According to Mr. Carter, on June 4, 1990, he appeared at Dr. Foy's own professional office in Peekskill to recover a passbook for the joint savings account containing funds belonging only to him, and that the two engaged in a shouting match before Dr. Foy surrendered the passbook. This incident was off the work premises, not related to his employment at Jan Peek House and, by Mr. Carter's own admission, was instigated by him in the first place. Tr. 82-83.
After this incident in Dr. Foy's professional office, Mr. Carter testified that Dr. Foy harassed him sexually when she attended his graduation from the C.A.C. certification program on June 4, 1990. The alleged sexual harassment by Dr. Foy during the graduation ceremony included her unwelcome attendance at the graduation (after having been invited, with the invitation subsequently withdrawn), her taking pictures and her kissing Mr. Carter when she presented him with a gift and flowers. Mr. Carter characterized this episode as "embarrassing." Tr. at 90. While this may have been embarrassing for Mr. Carter and may demonstrate that Dr. Foy lacked judgment in attending a ceremony to which her prior invitation had been withdrawn, this does not constitute sexual harassment in any sense in connection with the employment relationship. Mr. Carter did not even suggest that this incident had any consequence in the work place.

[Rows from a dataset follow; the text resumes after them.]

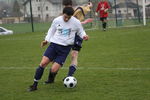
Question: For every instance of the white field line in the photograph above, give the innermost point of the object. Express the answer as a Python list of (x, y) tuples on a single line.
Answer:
[(79, 68)]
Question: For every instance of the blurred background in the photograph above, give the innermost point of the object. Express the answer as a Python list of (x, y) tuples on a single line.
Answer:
[(24, 16)]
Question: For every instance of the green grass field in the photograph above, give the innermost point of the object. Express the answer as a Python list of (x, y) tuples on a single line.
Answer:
[(113, 65)]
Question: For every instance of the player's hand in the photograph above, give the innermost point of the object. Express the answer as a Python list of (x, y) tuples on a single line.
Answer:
[(105, 10), (90, 4), (96, 14), (43, 43), (86, 37)]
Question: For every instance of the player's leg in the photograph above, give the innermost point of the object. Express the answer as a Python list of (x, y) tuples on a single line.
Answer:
[(104, 22), (74, 55), (53, 72), (74, 62), (62, 54), (39, 72), (46, 59)]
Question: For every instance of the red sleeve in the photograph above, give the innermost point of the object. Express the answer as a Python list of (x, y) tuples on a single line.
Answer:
[(108, 6), (98, 7)]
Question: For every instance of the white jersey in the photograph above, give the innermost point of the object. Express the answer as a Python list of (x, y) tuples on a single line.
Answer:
[(63, 33)]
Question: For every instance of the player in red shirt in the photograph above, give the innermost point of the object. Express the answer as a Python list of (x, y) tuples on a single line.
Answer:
[(102, 9)]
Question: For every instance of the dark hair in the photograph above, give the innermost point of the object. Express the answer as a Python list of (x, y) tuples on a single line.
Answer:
[(67, 2), (68, 10)]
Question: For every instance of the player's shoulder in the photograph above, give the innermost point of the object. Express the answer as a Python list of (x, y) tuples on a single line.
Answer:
[(74, 19)]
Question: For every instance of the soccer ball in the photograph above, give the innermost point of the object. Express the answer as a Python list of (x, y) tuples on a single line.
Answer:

The next alleged incident of sexual harassment also occurred in June of 1990. Mr. Carter testified, and defendant Foy concedes, that on June 5, 1990 at 10:00 AM, Dr. Foy called Mr. Carter at work and asked him to meet over dinner that evening to reconsider their relationship. After Mr. Carter declined the invitation, Dr. Foy then suggested that he resign from his position at Jan Peek House "as a personal consideration" to her and asked him to take a one week vacation to consider his options. Dr. Foy memorialized this conversation in a memorandum of the same date. Plaintiff's Ex. 16; Tr. 91-94.
Mr. Carter acknowledged during his direct and cross examination that he was assured immediately and directly by Ms. Quinn, the Director of Jan Peek House, and also by the Board of Directors of the corporate defendant, that his job was not in jeopardy. Tr. 99, 212, 339, 343, 400, 402-403; Plaintiff's Ex. No. 25. He was further advised that Jeannie Quinn would act as an intermediary between him and Dr. Foy and that he would no longer have to report directly to Dr. Foy, if that had ever been a requirement of his job.
Mr. Carter could cite no other examples of alleged harassment that occurred during the four month period between June 5, 1990 and October 15, 1990, the date he resigned.
Jeannie Quinn gave two week's notice of her resignation as Director of Jan Peek House, on October 1, 1990, and on the following day the Board caused her to be removed from the premises. Tr. 117-118, 121-122.
By letter dated June 11, 1990, some three and a half months before plaintiff's resignation, (Plaintiff's Ex. No. 18) addressed to the Executive Committee of the Board, Ms. Quinn responds to "the many disparaging remarks about my work performance made by the Board Chairperson [Foy] at our meeting last night" and complains:
"The issue of the personal relationship between Janet and Larry has been a difficult one for me to manage all along as it was for my predecessor. In her zeal to enhance his career, Janet has made many demands of me over the months. At her insistence, I did the paperwork to have our site approved for CAC hours; budget discussions were prolonged because she argued for a higher salary for him; I have had to intervene when Janet bypassed me concerning shelter related issues and addressed her demands/requests to Larry. Limit setting was a tricky issue because there were very blurred, at best, lines between the personal and professional boundaries between the two people.